Cross-sectional imaging is required to assess disease prior to surgery for neuroblastoma (NBL), and both magnetic resonance imaging (MRI) and computed tomography (CT) scan are considered acceptable. We had concerns that MRI was underestimating disease extent, so from early 2016 we have systematically used MRI and CT before all abdominal NBL resections. The aim of this retrospective study was to establish which imaging modality is more accurate in determining disease extent, particularly after chemotherapy.
Abdominal MRI and CT scans for all children with abdominal NBL referred for surgery from January 2016 to February 2018 were retrospectively reviewed to evaluate the extent of disease and the presence of imaging-defined risk factors (IDRFs).
Thirty-one patients were eligible for consideration of surgery post disease reassessment with MRI/MIBG. Twenty-four of 31 children were included.
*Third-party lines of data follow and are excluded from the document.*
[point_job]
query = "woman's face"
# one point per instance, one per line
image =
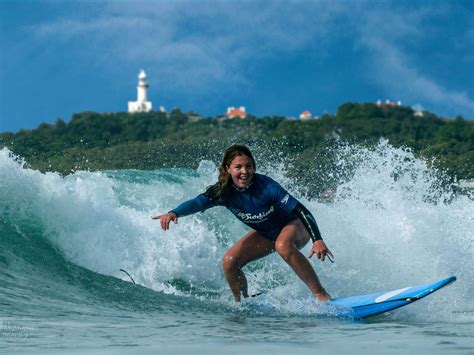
(241, 170)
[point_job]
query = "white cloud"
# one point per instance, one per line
(198, 46)
(392, 67)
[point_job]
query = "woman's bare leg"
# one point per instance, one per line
(251, 247)
(293, 237)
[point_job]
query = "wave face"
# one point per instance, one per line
(390, 225)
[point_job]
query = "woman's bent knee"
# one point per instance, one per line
(284, 248)
(230, 262)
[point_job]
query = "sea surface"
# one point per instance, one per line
(63, 241)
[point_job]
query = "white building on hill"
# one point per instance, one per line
(236, 112)
(142, 104)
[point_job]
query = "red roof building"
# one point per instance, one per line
(236, 112)
(306, 115)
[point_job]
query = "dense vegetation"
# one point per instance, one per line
(155, 140)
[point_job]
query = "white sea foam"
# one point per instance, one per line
(389, 226)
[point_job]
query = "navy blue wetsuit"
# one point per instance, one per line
(264, 206)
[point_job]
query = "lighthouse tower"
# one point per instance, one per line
(142, 104)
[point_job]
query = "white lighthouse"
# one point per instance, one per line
(142, 104)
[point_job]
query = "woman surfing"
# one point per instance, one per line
(279, 222)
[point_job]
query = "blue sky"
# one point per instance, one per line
(274, 57)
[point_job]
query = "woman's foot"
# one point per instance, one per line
(322, 296)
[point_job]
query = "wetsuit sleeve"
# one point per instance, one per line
(280, 196)
(308, 220)
(198, 204)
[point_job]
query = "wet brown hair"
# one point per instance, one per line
(220, 190)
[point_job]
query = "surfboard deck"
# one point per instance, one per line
(364, 306)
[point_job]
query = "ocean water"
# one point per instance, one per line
(63, 241)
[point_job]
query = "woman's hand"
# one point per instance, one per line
(166, 218)
(320, 249)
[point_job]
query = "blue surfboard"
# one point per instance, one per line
(364, 306)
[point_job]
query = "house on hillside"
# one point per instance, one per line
(388, 103)
(233, 112)
(306, 115)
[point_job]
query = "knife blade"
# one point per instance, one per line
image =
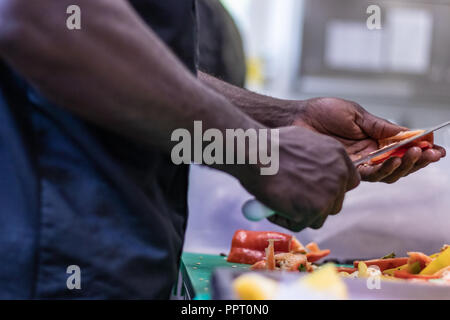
(255, 211)
(398, 144)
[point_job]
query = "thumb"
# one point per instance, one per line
(378, 128)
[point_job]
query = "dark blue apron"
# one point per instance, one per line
(74, 194)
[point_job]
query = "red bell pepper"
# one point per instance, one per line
(424, 143)
(419, 257)
(249, 247)
(346, 269)
(315, 254)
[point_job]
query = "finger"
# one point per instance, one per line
(377, 128)
(379, 172)
(337, 204)
(287, 223)
(408, 162)
(353, 179)
(319, 222)
(428, 156)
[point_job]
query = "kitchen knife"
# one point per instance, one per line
(254, 210)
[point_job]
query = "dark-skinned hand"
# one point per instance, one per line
(358, 131)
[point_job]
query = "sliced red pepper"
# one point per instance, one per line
(384, 264)
(346, 269)
(317, 255)
(406, 275)
(312, 247)
(420, 257)
(424, 143)
(248, 247)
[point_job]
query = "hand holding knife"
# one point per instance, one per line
(253, 210)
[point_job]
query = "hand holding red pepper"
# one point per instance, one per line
(359, 131)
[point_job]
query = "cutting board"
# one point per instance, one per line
(197, 269)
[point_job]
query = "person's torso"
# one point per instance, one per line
(74, 194)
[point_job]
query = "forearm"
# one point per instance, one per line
(272, 112)
(114, 72)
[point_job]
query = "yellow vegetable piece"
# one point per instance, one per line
(442, 261)
(327, 281)
(251, 286)
(362, 270)
(391, 271)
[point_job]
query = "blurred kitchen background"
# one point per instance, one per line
(299, 49)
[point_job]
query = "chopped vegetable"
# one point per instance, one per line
(424, 143)
(248, 247)
(440, 262)
(402, 274)
(385, 264)
(420, 257)
(362, 270)
(316, 256)
(389, 256)
(346, 269)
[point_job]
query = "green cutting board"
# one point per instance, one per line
(196, 271)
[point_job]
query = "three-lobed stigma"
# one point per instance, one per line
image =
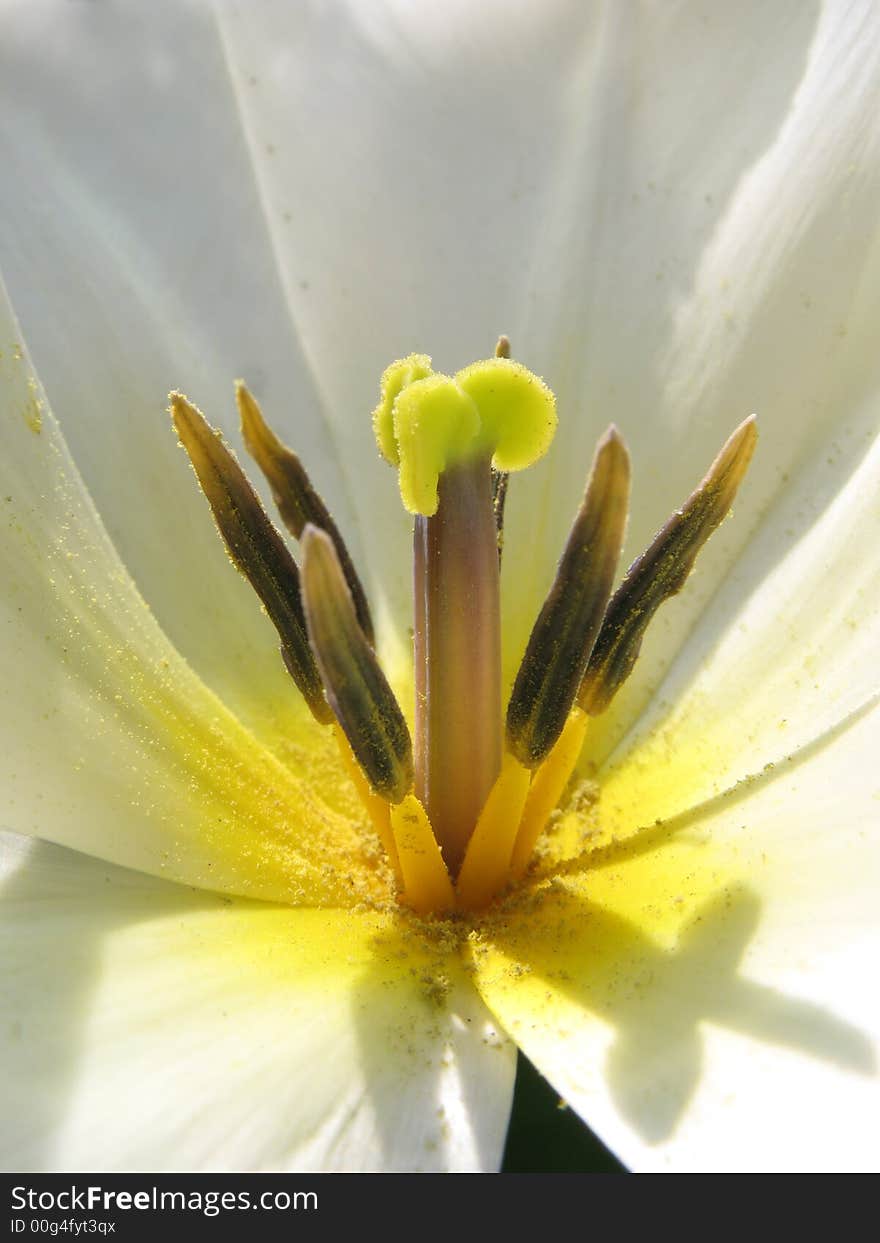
(460, 804)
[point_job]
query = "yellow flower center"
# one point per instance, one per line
(460, 807)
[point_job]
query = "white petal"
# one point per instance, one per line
(137, 256)
(108, 742)
(153, 1028)
(706, 999)
(671, 214)
(786, 653)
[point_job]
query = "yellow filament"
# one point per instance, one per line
(547, 787)
(426, 886)
(487, 859)
(377, 808)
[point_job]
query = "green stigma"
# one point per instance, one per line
(428, 423)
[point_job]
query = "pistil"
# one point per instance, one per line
(458, 655)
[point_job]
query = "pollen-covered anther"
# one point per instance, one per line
(254, 546)
(354, 684)
(297, 500)
(568, 623)
(663, 569)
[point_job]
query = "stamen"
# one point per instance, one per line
(298, 504)
(547, 788)
(356, 686)
(661, 571)
(255, 547)
(568, 623)
(426, 886)
(500, 479)
(377, 808)
(487, 859)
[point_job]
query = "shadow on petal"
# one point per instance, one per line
(574, 957)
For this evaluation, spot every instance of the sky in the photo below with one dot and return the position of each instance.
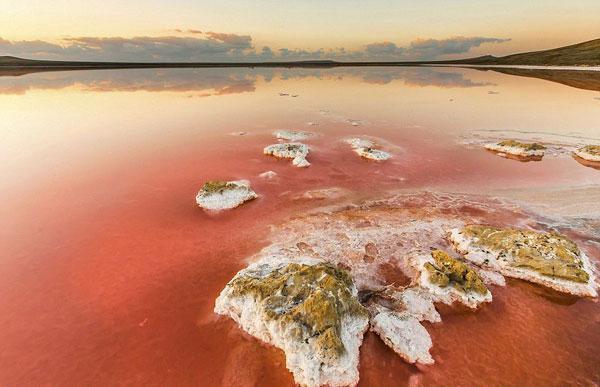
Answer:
(235, 30)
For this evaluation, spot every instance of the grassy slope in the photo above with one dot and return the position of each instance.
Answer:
(586, 53)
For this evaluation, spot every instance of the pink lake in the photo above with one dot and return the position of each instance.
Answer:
(109, 270)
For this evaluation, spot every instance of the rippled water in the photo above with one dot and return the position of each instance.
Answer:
(109, 271)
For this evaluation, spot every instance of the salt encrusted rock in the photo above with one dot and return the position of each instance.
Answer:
(310, 310)
(293, 135)
(222, 195)
(589, 153)
(549, 259)
(268, 175)
(290, 150)
(450, 280)
(366, 148)
(403, 333)
(517, 148)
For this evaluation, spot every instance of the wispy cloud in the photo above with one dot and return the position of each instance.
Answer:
(218, 46)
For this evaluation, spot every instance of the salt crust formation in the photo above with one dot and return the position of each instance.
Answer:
(516, 148)
(548, 259)
(366, 148)
(589, 153)
(395, 253)
(223, 195)
(268, 175)
(293, 135)
(307, 308)
(290, 150)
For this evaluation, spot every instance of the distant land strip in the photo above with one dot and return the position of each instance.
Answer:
(586, 54)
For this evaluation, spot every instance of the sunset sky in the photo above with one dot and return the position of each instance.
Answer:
(264, 30)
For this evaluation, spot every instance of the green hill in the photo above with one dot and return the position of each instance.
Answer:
(581, 54)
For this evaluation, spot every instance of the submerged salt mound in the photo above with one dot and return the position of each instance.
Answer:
(222, 195)
(549, 259)
(310, 310)
(589, 153)
(293, 135)
(268, 175)
(449, 280)
(403, 333)
(366, 149)
(516, 148)
(290, 150)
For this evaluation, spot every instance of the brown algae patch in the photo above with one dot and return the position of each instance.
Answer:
(313, 298)
(517, 148)
(589, 153)
(550, 254)
(450, 271)
(221, 195)
(525, 146)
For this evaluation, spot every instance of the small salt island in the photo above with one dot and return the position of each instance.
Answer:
(549, 259)
(589, 153)
(293, 135)
(290, 150)
(521, 150)
(366, 149)
(219, 195)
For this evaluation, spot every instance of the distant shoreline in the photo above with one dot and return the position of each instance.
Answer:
(579, 57)
(59, 66)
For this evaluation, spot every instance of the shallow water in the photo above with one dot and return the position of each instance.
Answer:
(109, 271)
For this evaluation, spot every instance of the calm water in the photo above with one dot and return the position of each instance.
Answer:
(109, 271)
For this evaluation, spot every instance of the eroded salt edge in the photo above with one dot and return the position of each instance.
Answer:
(298, 155)
(487, 258)
(228, 198)
(587, 155)
(515, 150)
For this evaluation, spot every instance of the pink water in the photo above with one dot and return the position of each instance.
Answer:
(109, 271)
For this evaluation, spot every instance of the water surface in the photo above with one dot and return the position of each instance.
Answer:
(109, 271)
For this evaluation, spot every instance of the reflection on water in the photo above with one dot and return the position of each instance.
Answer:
(219, 81)
(109, 270)
(587, 80)
(240, 80)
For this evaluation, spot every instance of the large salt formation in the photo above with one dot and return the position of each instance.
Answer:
(309, 309)
(305, 291)
(549, 259)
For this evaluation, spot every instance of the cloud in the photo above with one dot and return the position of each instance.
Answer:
(433, 48)
(218, 46)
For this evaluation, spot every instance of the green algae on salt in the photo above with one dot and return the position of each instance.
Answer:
(450, 271)
(591, 149)
(313, 299)
(550, 254)
(525, 146)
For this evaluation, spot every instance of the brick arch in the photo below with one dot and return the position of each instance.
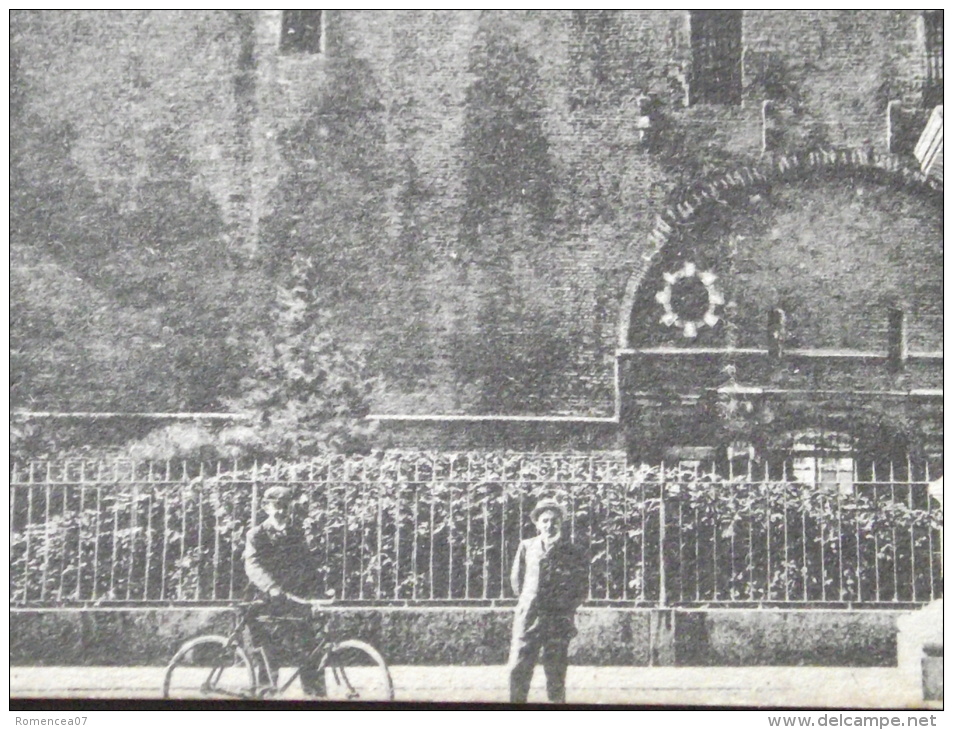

CT was performed a median of 15 (range, 1-47) days after MRI. MRI underestimated IDRFs compared with CT in 13 of 24 patients (54%). Seventeen of 24 patients underwent surgery, and operative findings had 100% correlation with CT imaging. Notably, there were fundamental changes in management post CT in 6 of 24 patients (25%). CT did not underestimate disease compared with MRI in any patient.
MRI underestimated the extent of the disease in half of our patients considered for NBL resection. This may be due in part to tumor fibrosis, calcification, and chemotherapy. Preoperative CT scan is the best imaging modality to identify all IDRFs after chemotherapy to ensure safe surgery.